Then the captain looked round him, seemingly for a messenger. The mate of the watch hung on to the handle of the engine-room telegraph, which still pointed to “full speed ahead,” looking dazed and helpless. The quartermaster’s hands were mechanically sawing at the spokes of the wheel, but it was equally evident that he also did not know what he was doing. Just then Onslow raced up the bridge ladder three steps at a time.

“Ah,” cried Kettle, “now you are a man who can keep his head in a bit of a fluster, and by James you’re the only one on board. Just tumble forward, will you, and get down into that hold? See what’s wrong.”

Onslow nodded and turned to go without a word. From two or three of the men a thin cheer rose as he passed them, and before he had gained the bottom of the ladder on to the iron lower deck, half a dozen were on the top rungs after him. Sailors will seldom refuse to follow when a superior shows the way; and besides, these fellows were getting over their first panic, and were beginning to be ashamed of themselves for giving way to it.

The mizzen trysail was not then set, and because the steamer’s way had left her, she was falling off into the trough, and rolling bulwarks under to every sea. She was shipping water fast. The creaming, solid masses sluicing across the deck-plates smote the men breech high with the weight of rams; and he who, when the waters were upon him, left his hold, would have been swept like a cork to leeward. But, by the hatch-coamings, the winches, and odd wet streamers of rope, they clawed their way forward, and cowered round the great hole made by the explosion, holding there by the edge of the twisted, riven plates. The seas creamed over their heads, falling in noisy cascades into the blackness below, and from out of that darkness, above all the bellowing of wind and the clanging of iron and the other din, came a sodden whistling of water, which seemed to confirm the worst fears.
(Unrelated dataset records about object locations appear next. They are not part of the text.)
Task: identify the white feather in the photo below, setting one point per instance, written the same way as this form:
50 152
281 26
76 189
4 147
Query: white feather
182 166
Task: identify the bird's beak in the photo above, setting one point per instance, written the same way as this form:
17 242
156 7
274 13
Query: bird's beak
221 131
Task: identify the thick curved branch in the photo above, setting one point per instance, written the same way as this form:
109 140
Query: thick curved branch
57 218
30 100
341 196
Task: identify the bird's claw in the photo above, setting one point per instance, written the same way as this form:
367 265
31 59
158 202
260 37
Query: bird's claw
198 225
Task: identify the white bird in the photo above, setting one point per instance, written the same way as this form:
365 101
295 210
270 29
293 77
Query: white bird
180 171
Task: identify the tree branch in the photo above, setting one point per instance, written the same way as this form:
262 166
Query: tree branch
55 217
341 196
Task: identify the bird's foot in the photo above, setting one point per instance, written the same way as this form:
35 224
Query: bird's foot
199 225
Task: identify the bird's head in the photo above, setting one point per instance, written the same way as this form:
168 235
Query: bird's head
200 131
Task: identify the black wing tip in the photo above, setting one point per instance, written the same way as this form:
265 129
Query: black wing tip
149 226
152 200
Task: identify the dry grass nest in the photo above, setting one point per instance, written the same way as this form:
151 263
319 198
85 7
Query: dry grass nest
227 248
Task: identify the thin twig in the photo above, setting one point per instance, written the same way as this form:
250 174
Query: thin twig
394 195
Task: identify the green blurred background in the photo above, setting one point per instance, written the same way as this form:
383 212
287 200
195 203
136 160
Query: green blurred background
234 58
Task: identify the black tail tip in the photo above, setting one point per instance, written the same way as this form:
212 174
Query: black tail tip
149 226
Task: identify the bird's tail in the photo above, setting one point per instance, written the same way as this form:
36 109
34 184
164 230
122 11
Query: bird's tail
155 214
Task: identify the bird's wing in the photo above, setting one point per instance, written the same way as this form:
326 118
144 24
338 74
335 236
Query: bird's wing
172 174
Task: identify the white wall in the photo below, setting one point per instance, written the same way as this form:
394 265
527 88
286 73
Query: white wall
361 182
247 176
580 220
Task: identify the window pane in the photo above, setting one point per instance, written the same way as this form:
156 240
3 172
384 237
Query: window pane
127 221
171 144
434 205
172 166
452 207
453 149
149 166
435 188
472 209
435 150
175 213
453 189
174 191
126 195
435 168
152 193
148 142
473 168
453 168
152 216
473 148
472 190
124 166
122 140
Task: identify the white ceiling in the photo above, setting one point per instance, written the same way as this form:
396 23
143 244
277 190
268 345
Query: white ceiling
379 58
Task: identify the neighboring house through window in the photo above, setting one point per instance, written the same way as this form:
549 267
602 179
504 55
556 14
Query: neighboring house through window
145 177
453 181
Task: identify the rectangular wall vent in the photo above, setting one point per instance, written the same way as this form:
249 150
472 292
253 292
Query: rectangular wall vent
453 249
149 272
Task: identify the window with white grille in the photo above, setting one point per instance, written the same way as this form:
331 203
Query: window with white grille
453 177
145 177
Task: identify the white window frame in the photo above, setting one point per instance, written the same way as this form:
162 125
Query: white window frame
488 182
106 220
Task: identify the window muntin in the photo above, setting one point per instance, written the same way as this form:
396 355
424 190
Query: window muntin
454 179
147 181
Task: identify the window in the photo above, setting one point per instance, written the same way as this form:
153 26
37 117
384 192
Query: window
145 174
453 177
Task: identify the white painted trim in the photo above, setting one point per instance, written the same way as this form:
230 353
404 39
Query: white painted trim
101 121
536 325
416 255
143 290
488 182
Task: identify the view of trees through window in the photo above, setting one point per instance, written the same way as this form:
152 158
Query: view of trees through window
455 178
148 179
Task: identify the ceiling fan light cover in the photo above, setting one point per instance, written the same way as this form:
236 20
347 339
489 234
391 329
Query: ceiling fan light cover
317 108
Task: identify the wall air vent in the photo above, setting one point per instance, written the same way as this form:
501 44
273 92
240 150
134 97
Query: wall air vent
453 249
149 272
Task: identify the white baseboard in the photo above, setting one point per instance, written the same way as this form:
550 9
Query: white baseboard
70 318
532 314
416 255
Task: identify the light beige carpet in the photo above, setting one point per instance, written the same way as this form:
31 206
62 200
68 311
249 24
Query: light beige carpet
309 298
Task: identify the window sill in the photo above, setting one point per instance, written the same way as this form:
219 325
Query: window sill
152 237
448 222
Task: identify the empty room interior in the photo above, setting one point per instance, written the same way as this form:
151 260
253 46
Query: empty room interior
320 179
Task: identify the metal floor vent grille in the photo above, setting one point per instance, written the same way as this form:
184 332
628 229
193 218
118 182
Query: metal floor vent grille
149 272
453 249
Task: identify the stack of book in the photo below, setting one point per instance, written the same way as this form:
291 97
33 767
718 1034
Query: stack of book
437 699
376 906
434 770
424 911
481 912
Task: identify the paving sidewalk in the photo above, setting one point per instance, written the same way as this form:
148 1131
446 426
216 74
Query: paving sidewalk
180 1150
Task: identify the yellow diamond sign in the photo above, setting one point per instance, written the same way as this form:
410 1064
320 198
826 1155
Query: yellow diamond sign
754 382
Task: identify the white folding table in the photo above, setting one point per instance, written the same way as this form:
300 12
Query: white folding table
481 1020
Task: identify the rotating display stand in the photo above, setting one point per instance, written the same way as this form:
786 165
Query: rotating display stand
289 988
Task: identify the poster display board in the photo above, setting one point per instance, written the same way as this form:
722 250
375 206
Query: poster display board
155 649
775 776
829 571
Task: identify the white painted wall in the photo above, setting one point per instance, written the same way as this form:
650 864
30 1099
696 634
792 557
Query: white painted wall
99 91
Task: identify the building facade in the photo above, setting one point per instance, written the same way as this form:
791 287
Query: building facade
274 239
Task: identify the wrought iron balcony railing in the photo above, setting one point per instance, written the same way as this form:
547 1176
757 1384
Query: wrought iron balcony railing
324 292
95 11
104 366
“Pooh!” said some one, trying to be cheery, “that’s only the small sup she’s shipped since the hatches were blown off. The bilge pumps’ll soon kick that drop overboard.”

“Guess you lie,” said another, with a weary shake of the head.

Then the ink of the heavens overhead was splashed with a vivid fork of lightning, and the men saw Onslow, with his face as white as his teeth, lowering himself over the brink, and gripping with his knees a twisted iron pillar below. The light above slapped out, and within the dim, jagged outline of where the hatch had been all was blackness. And overhead the thunder rumbled like the passing of a Titan’s gun-train. The men shivered. One of them, an old, white-haired able-seaman, was physically sick. And meanwhile the Port Edes rolled through forty-two degrees, and the Gulf water flowed in green and black over each bulwark alternately.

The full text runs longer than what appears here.